Cameron's potted plants underline the difference

David Cameron has been at it again, claiming that differences between Conservatives and Liberal Democrats are now "a lot less than in the past". He said: "Let's be honest that whether you're Labour, Conservative or Liberal Democrat, you're motivated by pretty much the same progressive aims: a country that is safer, fairer, greener and where opportunity is more equal. It's how to achieve these aims that we disagree about and indeed between the Conservatives and the Liberal Democrats there is a lot less disagreement than there used to be."

For me one of the chief differences between the Liberal Democrats and the Tories is that we want take 4 million people on low incomes out of income tax altogether, whereas the Tories are proposing to raise the inheritance tax threshold to £2 million, saving 18 millionaire members of the shadow cabinet up to £520,000 each as well as benefiting many other wealthy people. That shows that we understand what fairness means, whilst the Tories do not.

We are also committed to individual liberties and human rights, an agenda the Tories only pay lip service to as is evidenced in their proposals to ban extremists from broadcasting their views and engaging in protests.
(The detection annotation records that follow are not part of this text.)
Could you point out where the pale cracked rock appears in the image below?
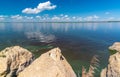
[109,42,120,52]
[18,48,76,77]
[0,46,34,77]
[101,42,120,77]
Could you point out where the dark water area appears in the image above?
[0,23,120,77]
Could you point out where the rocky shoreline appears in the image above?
[0,42,120,77]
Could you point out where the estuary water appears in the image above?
[0,23,120,75]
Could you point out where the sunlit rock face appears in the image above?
[101,42,120,77]
[18,48,76,77]
[0,46,34,77]
[109,42,120,52]
[25,32,56,43]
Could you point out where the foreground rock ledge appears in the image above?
[18,48,76,77]
[101,42,120,77]
[0,46,34,77]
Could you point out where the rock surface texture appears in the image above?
[18,48,76,77]
[0,46,34,77]
[101,42,120,77]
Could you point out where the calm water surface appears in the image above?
[0,23,120,76]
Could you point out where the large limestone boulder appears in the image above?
[18,48,76,77]
[101,42,120,77]
[0,46,33,77]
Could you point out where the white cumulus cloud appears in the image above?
[22,1,56,14]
However for anybody who is still confused here is a video that demonstrates the difference vividly. It is of a key Conservative candidate who reflects the views of many in his party that he is a member of the ruling class with a God-given right to be in Government and that as far as he is concerned the rest of us are just potted plants.


Comments:
A very simple question, but one which a lot of Liberal Democrat and Labour people don't seem to have asked:

What is the present threshold for inheritance tax?

The answer=£325,000

How is raising the threshold and taking many family homes out of IHT just "benefiting many other wealthy people"?
 
Any suggestion that the Liberal Democrats would form an alliance with Labour in the event of a hung parliament would deter many people across the British Isles from voting Lib Dem at the General Election.
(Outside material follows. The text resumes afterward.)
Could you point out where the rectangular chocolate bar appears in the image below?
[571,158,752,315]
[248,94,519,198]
(see my Blog - Independence Cymru)
 
I am stating the facts. Raising the threshold to £2 million will help the wealthy and do nothing for the poorest in our society. It is an object lesson in where Tory priorities lie.
 
Which is why Alan the Liberal Democrats have said that they will abide with the will of the British people *if* there should be a hung Parliament, in deciding what our role in it will be.
 
Maybe the difference between us and them is that they are so out of touch with ordinary people that they think £325,000 isn't a lot of money.

I live in a family home in London, and it wouldn't sell for anything like that. Remembering that inheritance tax is paid only on the amount above the threshhold, even for those who have a house worth a bit more than that, it wouldn't seriously hit even people living in quite big houses round here.

I'd rather have less tax on people working hard to have enough to be able to buy such a house, than less tax on those getting it for nothing more than having the right set of parents. If those people standing to inherit it NEED the property, well, they could pay life insurance against early death and have an endowment policy to pay the tax - and they'd still be much better off than those who also need it but must pay their own way. If they don't need it - why on earth is it so bad to tax them on what is just a windfall dollop of cash? As we must tax soem things this seems a better thing to tax than most.

The Tories and other people living in that separate world of the super-rich where £325,000 is a piddling amount of money just can't see that. Their hired men in the media too often try to make out that this is "middle England" levels when it isn't - it's way above the median. It's wealth from people who can damn well afford to pay more tax, particularly when others are suffering because house prices are pushed beyond their means.
 
We are told that Britain is one of the five richest countries in the world but, on looking around at infrastructure and society, I just can't see it, can you?